(readmesimu)=
# Simulation metadata (README.yaml)

Each simulation in the NMRlipids databank is assigned with a `README.yaml` metadata file which contains all the essential information of the simulation. These files are created from the manually contributed [info.yaml](info_files) files as described in [Adding simulations](addData).
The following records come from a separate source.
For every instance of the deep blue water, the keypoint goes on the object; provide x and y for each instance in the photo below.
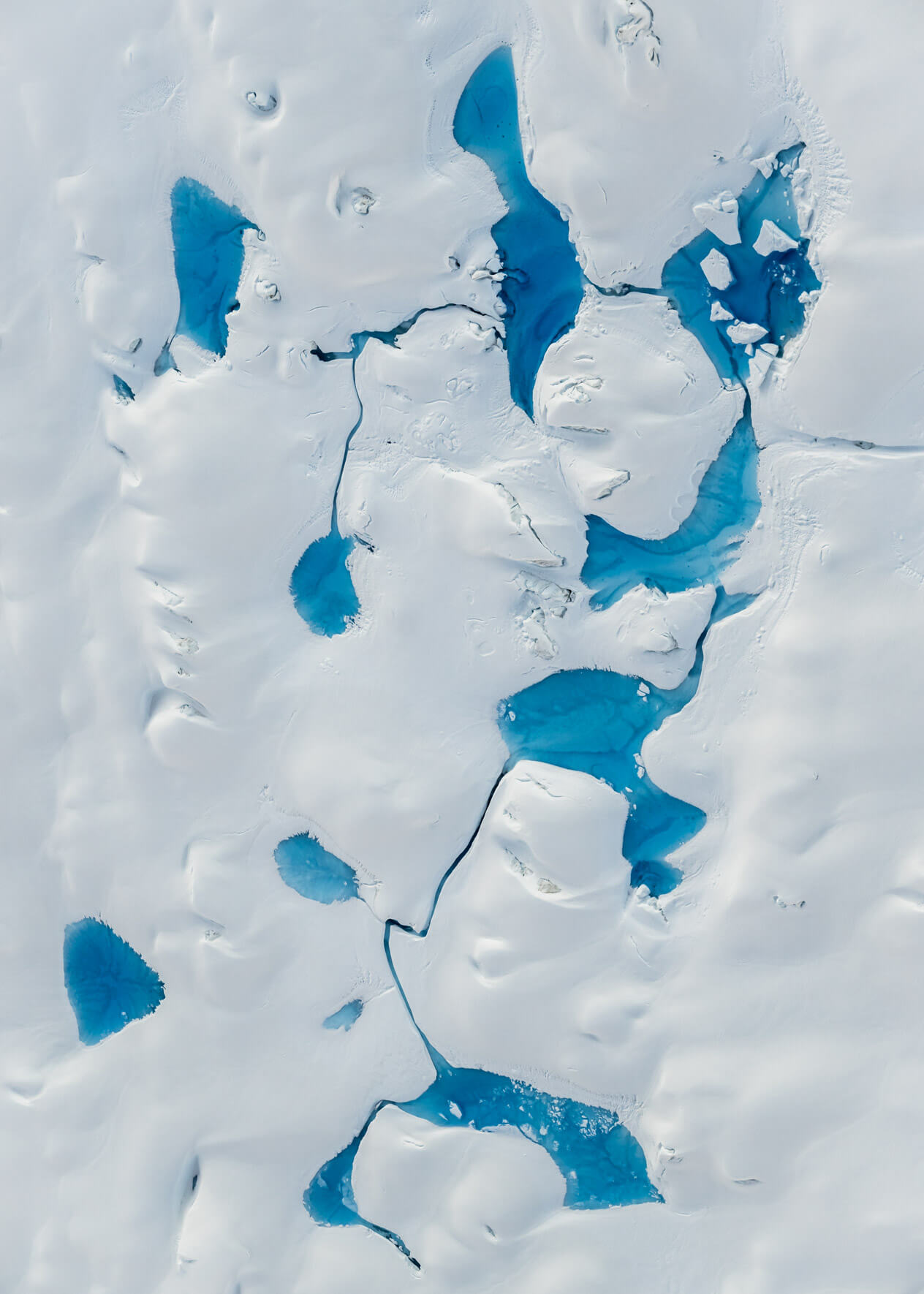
(596, 721)
(314, 871)
(107, 984)
(322, 586)
(544, 287)
(765, 289)
(704, 545)
(346, 1018)
(601, 1161)
(208, 262)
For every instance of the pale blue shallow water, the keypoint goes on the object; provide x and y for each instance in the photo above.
(544, 287)
(322, 586)
(314, 871)
(601, 1161)
(596, 721)
(107, 983)
(208, 262)
(765, 289)
(346, 1018)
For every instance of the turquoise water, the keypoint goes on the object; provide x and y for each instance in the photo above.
(601, 1161)
(322, 586)
(765, 289)
(314, 871)
(596, 721)
(208, 262)
(107, 983)
(704, 545)
(544, 285)
(346, 1018)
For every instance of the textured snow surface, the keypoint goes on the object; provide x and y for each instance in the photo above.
(450, 850)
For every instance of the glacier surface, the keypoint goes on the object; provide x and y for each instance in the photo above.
(461, 564)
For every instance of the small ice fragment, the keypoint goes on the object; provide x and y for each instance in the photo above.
(262, 101)
(363, 201)
(720, 216)
(603, 488)
(743, 334)
(771, 238)
(717, 270)
(124, 391)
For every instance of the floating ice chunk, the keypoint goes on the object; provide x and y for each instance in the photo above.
(363, 203)
(720, 216)
(262, 101)
(744, 334)
(717, 270)
(766, 166)
(771, 238)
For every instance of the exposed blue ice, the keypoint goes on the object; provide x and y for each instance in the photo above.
(704, 545)
(208, 260)
(314, 871)
(322, 586)
(107, 983)
(544, 285)
(766, 290)
(596, 721)
(346, 1018)
(601, 1161)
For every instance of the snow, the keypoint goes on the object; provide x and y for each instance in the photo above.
(717, 270)
(771, 238)
(171, 719)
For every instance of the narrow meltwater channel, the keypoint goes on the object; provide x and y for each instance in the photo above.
(601, 1161)
(596, 721)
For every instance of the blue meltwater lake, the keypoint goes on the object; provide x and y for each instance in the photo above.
(107, 983)
(307, 867)
(591, 720)
(208, 262)
(544, 285)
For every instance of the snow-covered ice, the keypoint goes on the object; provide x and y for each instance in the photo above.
(461, 556)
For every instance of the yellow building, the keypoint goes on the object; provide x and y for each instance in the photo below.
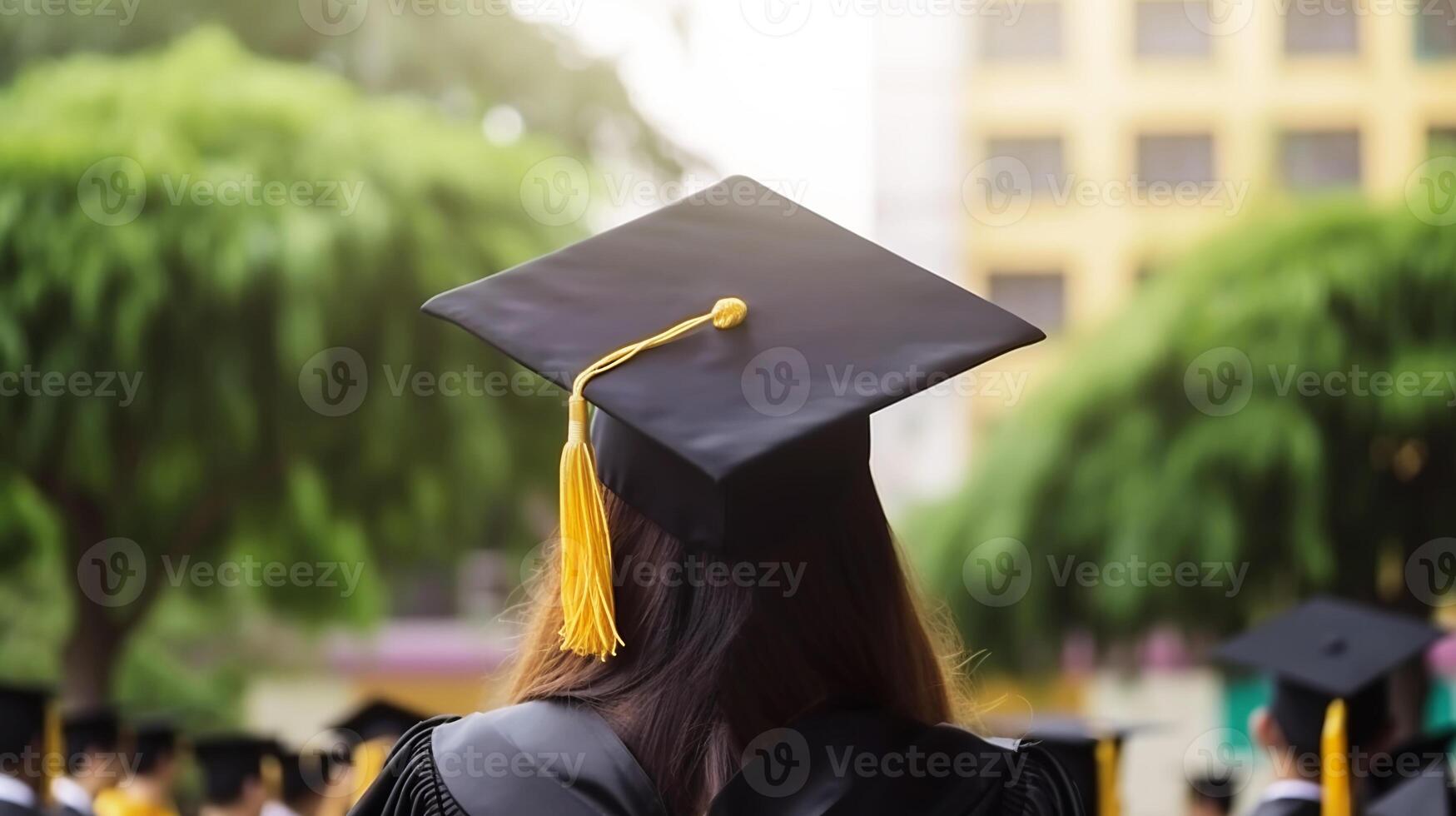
(1107, 134)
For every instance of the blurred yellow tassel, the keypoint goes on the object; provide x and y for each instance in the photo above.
(589, 610)
(1108, 804)
(52, 764)
(1334, 763)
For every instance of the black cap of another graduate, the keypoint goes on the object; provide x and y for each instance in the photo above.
(22, 719)
(91, 729)
(734, 346)
(1325, 650)
(1091, 754)
(227, 763)
(377, 719)
(1429, 794)
(153, 740)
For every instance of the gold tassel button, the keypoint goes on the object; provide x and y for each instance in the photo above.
(587, 604)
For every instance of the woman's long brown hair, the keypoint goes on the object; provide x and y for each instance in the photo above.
(711, 664)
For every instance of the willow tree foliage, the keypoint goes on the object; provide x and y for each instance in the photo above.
(210, 343)
(1281, 402)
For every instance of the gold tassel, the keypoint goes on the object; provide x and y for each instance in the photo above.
(52, 764)
(1107, 799)
(589, 610)
(1334, 763)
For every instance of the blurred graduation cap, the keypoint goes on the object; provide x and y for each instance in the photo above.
(1091, 754)
(1331, 660)
(377, 719)
(229, 761)
(155, 739)
(1429, 794)
(97, 728)
(305, 774)
(719, 436)
(22, 717)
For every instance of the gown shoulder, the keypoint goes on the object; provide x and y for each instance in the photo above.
(542, 757)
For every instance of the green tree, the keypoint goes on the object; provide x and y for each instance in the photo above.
(207, 225)
(460, 56)
(1177, 433)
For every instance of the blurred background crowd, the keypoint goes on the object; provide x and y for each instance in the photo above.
(243, 483)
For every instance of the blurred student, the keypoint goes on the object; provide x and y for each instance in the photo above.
(763, 618)
(1331, 662)
(153, 764)
(1210, 796)
(22, 746)
(92, 761)
(233, 780)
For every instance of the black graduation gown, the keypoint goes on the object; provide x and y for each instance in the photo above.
(562, 759)
(12, 809)
(1286, 808)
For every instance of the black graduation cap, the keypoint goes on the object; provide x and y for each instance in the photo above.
(1429, 794)
(1325, 650)
(377, 719)
(305, 774)
(91, 729)
(1091, 755)
(721, 436)
(1331, 660)
(22, 717)
(229, 761)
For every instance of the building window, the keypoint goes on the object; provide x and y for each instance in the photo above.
(1436, 31)
(1175, 159)
(1322, 28)
(1165, 28)
(1037, 297)
(1041, 155)
(1442, 142)
(1314, 161)
(1032, 35)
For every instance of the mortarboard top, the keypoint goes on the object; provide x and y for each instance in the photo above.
(1329, 646)
(724, 436)
(377, 719)
(1090, 751)
(305, 774)
(1429, 794)
(92, 728)
(227, 761)
(22, 717)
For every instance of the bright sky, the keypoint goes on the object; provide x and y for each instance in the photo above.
(773, 89)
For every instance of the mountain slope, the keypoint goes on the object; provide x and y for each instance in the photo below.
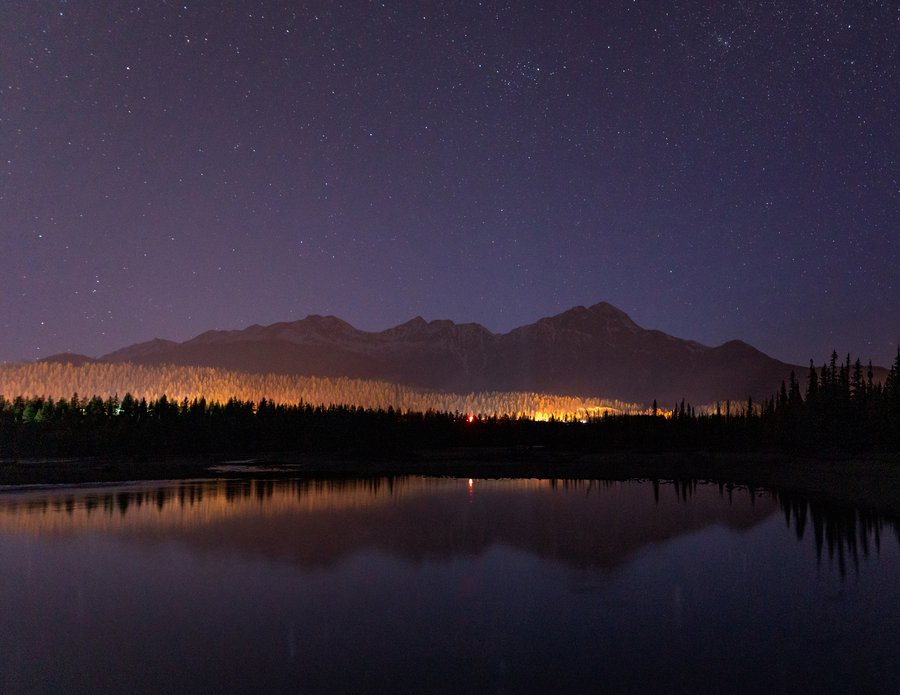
(593, 351)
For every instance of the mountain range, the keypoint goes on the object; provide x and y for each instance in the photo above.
(585, 351)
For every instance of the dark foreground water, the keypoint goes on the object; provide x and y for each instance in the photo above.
(443, 585)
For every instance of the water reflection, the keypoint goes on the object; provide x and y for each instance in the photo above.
(318, 522)
(443, 585)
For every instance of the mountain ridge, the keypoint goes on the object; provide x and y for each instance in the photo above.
(595, 351)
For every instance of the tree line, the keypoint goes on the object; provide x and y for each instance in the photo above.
(841, 410)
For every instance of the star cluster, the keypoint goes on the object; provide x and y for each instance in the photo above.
(716, 170)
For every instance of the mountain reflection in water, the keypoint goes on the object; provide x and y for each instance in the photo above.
(415, 584)
(319, 522)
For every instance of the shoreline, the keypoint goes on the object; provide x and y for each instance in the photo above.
(871, 483)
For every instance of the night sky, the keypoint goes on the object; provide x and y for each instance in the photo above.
(716, 170)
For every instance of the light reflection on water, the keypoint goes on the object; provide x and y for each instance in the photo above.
(435, 584)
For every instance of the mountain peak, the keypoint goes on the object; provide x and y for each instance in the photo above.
(583, 351)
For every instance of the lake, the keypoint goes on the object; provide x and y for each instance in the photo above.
(418, 584)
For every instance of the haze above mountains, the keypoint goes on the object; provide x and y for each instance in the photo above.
(593, 351)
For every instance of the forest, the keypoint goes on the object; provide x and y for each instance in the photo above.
(150, 382)
(840, 411)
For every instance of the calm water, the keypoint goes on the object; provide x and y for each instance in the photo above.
(443, 585)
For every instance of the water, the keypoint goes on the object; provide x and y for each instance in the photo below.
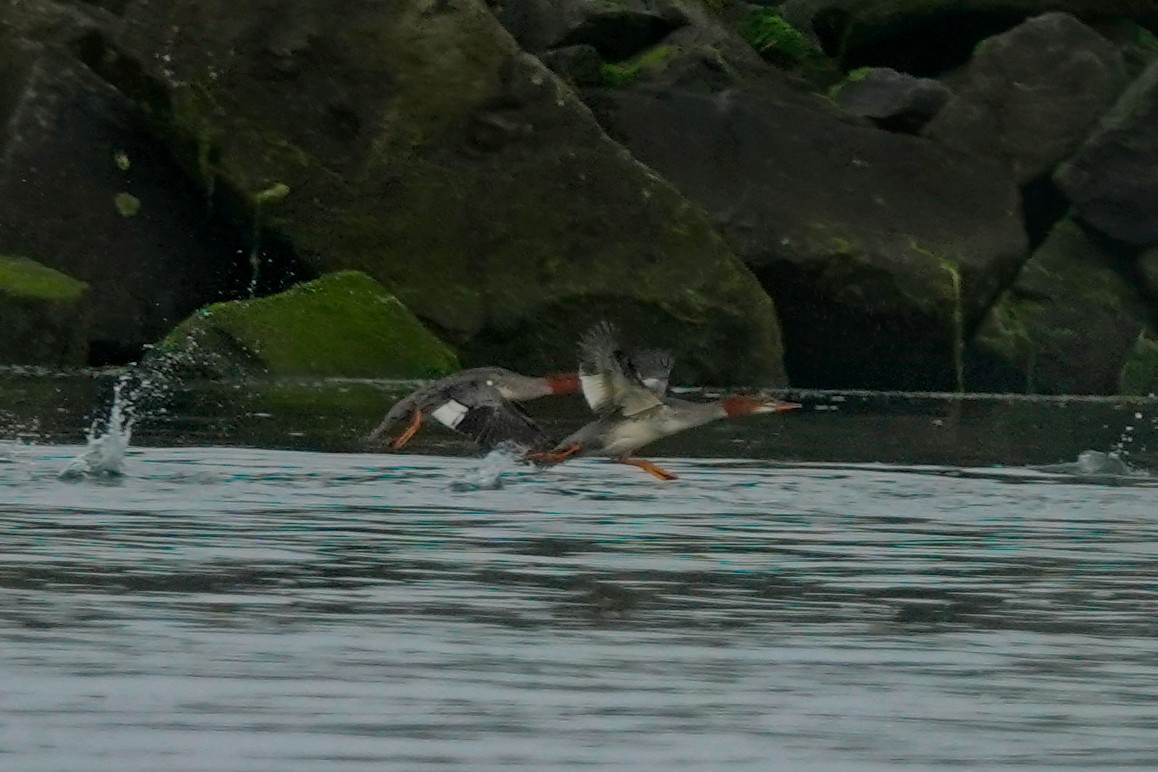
(953, 595)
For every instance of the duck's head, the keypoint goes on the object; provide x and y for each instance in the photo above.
(738, 404)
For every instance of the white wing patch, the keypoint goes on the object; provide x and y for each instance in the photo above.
(595, 390)
(449, 413)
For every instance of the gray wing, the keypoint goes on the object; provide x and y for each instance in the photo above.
(434, 394)
(653, 368)
(486, 418)
(608, 380)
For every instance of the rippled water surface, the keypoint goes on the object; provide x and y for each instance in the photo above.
(222, 608)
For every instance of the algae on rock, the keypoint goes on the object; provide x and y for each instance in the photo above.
(1140, 374)
(43, 315)
(342, 324)
(1067, 324)
(425, 149)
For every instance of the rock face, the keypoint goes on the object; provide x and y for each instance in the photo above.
(615, 29)
(931, 36)
(1067, 325)
(343, 324)
(1113, 178)
(43, 315)
(879, 249)
(1148, 265)
(1031, 95)
(415, 141)
(87, 190)
(893, 101)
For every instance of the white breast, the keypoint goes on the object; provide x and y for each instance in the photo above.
(449, 413)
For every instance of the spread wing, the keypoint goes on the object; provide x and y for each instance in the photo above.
(486, 418)
(609, 381)
(653, 367)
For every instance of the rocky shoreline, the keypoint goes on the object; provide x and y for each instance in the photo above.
(830, 193)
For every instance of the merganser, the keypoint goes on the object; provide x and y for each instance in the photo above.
(481, 403)
(630, 414)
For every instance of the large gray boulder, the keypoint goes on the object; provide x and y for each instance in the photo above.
(1067, 325)
(893, 101)
(1031, 95)
(1113, 178)
(880, 249)
(87, 190)
(416, 142)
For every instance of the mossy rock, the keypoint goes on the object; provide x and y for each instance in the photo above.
(477, 186)
(43, 315)
(779, 43)
(1067, 325)
(1140, 374)
(1148, 266)
(343, 324)
(622, 73)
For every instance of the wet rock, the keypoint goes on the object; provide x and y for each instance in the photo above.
(893, 101)
(878, 248)
(1067, 324)
(579, 65)
(419, 145)
(708, 53)
(1140, 374)
(1031, 95)
(343, 324)
(1113, 178)
(616, 29)
(43, 315)
(86, 189)
(1137, 45)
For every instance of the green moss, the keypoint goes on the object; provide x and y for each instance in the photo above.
(623, 73)
(275, 192)
(783, 45)
(344, 324)
(28, 279)
(775, 38)
(1146, 41)
(1140, 374)
(464, 239)
(127, 205)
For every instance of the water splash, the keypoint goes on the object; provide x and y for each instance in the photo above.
(108, 440)
(500, 463)
(141, 389)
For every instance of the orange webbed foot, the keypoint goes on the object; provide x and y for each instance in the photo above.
(554, 456)
(650, 468)
(416, 420)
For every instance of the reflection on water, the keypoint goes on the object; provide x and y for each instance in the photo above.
(248, 609)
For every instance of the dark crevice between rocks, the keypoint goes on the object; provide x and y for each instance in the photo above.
(116, 7)
(229, 221)
(1042, 206)
(828, 345)
(618, 37)
(924, 45)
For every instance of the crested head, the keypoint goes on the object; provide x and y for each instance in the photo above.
(739, 404)
(563, 382)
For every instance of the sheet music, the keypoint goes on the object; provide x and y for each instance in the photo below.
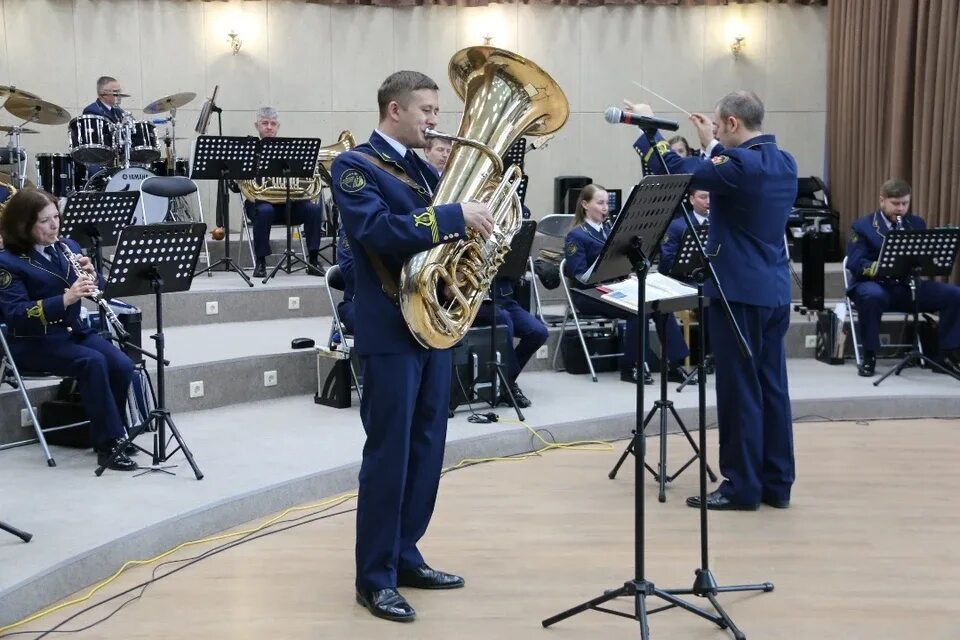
(625, 294)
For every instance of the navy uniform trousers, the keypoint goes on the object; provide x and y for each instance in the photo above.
(753, 405)
(263, 215)
(103, 374)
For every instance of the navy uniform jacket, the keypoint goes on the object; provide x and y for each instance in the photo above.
(746, 240)
(97, 108)
(383, 215)
(31, 294)
(671, 242)
(866, 237)
(581, 249)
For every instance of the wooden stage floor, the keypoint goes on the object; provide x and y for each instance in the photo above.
(867, 550)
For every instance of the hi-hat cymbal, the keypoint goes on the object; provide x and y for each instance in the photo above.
(8, 129)
(7, 91)
(37, 110)
(167, 103)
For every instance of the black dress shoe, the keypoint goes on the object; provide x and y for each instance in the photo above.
(387, 604)
(423, 577)
(776, 504)
(120, 462)
(869, 365)
(522, 401)
(716, 501)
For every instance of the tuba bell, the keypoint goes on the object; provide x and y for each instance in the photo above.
(505, 97)
(274, 190)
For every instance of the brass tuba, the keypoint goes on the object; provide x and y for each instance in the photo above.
(505, 97)
(274, 189)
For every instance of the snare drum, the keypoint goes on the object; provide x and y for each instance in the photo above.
(143, 142)
(55, 173)
(92, 139)
(181, 168)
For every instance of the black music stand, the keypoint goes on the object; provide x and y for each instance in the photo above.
(687, 266)
(95, 219)
(23, 535)
(157, 259)
(512, 268)
(224, 158)
(288, 158)
(913, 253)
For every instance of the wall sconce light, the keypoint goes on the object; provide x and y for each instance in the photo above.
(738, 45)
(233, 38)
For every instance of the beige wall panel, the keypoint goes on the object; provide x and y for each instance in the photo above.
(299, 56)
(802, 134)
(610, 55)
(424, 41)
(561, 157)
(671, 45)
(722, 71)
(116, 22)
(245, 75)
(172, 49)
(362, 57)
(40, 43)
(499, 21)
(550, 36)
(796, 59)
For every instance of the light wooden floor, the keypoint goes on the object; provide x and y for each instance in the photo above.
(868, 550)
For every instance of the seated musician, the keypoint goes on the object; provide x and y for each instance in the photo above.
(582, 248)
(873, 296)
(107, 103)
(698, 203)
(40, 302)
(263, 215)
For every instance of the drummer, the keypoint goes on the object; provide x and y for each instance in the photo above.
(107, 103)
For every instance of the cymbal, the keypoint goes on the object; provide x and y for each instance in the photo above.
(13, 92)
(174, 101)
(37, 110)
(7, 129)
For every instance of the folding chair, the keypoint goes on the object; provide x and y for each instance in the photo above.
(334, 279)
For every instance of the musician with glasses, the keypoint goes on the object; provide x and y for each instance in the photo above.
(582, 246)
(383, 190)
(262, 215)
(875, 296)
(40, 303)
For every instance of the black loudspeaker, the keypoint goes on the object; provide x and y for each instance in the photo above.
(473, 379)
(562, 185)
(813, 255)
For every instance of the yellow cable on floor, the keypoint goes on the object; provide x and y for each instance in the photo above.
(585, 445)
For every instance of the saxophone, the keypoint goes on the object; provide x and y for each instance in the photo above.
(505, 97)
(274, 190)
(97, 295)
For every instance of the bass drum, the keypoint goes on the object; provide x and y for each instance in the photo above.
(151, 209)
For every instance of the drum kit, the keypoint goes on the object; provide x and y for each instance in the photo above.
(103, 155)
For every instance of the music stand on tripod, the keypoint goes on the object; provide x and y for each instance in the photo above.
(913, 253)
(288, 158)
(23, 535)
(157, 259)
(224, 158)
(512, 268)
(687, 265)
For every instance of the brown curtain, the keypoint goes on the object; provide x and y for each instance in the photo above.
(893, 105)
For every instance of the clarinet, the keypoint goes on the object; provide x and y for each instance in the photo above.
(97, 295)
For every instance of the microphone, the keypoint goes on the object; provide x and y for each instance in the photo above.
(613, 115)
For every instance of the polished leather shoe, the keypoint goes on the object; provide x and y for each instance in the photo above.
(120, 462)
(775, 503)
(387, 604)
(716, 501)
(522, 401)
(423, 577)
(869, 365)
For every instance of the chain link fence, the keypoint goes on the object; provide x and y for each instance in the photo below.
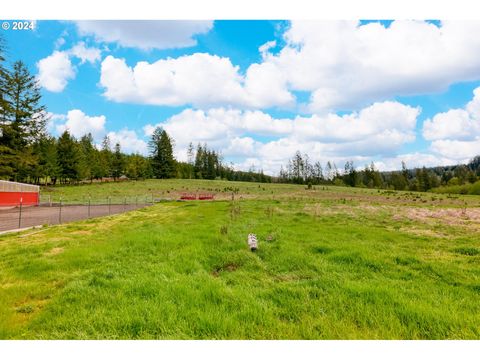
(53, 211)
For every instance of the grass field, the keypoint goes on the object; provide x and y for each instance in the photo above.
(333, 263)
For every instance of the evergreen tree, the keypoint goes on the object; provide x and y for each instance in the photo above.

The `README.yaml` files are stored as described in [Data organisation](dbstructure). 

You can view examples in the [BilayerData GitHub repository](https://github.com/NMRLipids/BilayerData/tree/main/Simulations). 

README files contain information that is manually entered into [info.yaml](info_files) files and automatically exctracted information by the ``AddData.py`` program. 
Table below lists the manually entered compulsory and optional parameters, as well as automatically extracted information from simulation files.  

--------------------
key | description | type  
----|--------|------
DOI | DOI from where the raw data is found | User-given 
TRJ | Name of the trajectory file found from DOI |  User-given
TPR | Name of the topology file found from DOI |  User-given
SOFTWARE | Software used to run the simulation |  User-given
PREEQTIME | Pre-equilibrate time in nanoseconds. |  User-given
TIMELEFTOUT | Equilibration period in the uploaded trajectory. | User-given
DATEOFRUNNIG | Date when added into the databank | User-given 
DIR\_WRK | Temporary local working directory | Deprecated 
UNITEDATOM\_DICT | Hydrogen information for united atom simulations | User-given
TYPEOFSYSTEM | Lipid bilayer or something else | User-given
SYSTEM | System description in the free text format | User-given
TEMPERATURE | Temperature of the simulation. | User-given 
COMPOSITION | Molecules' names, mappings, number. | Mixed*
||
PUBLICATION | Reference to a publication(s) related to the data. | User-given
AUTHORS\_CONTACT | Name and email of the main author(s) of the data. |  User-given
BATCHID | Identifier for a series of related simulations |  User-given
SOFTWARE\_VERSION | Version of the used software |  User-given
FF | Name of the used force field |  User-given
FF\_SOURCE | Source of the force field parameters |  User-given
FF\_DATE |  Date when force field parameters were accessed |  User-given
FF{molname} | Molecule specific force field information. |  User-given
CPT | Name of the Gromacs checkpoint file. |  User-given
LOG | Name of the Gromacs log file. |  User-given
TOP | Name of the Gromacs top file. |  User-given
GRO | Name of the Gromacs gro file. |  User-given
EDR | Name of the Gromacs edr file. |  User-given
||
TRAJECTORY\_SIZE | Size of the trajectory file in bytes | Autofilled 
TRJLENGTH | Lenght of the trajectory (ps). |  Autofilled
NUMBER\_OF\_ATOMS | Number of atoms in the simulation. |  Autofilled
EXPERIMENT | Potentially connected experimental data | Gen by tools
||
ID | Unique integer identifier of the simulation | Gen by CI/CD
------------------

_\* --- names and mappings are set by user whereas number of residues is autofilled_

## Fields description

1. **DOI** (compulsory)  
Give the DOI identity for the location of simulation files. 
Current databank works only for the data in [Zenodo](www.zenodo.org), but other potential sources are may be implemented in the future. 
Note that the DOI must point to a specific version of dataset in Zenodo. DOIs pointing to all versions of certain dataset do not work.

2. **TRJ** (compulsory)  
Give the name of the trajectory file that is found from the DOI given above.

3. **TPR** (compulsory)  
Give the name of the file with topology information (tpr file in the case of Gromacs) that is found from the DOI given above.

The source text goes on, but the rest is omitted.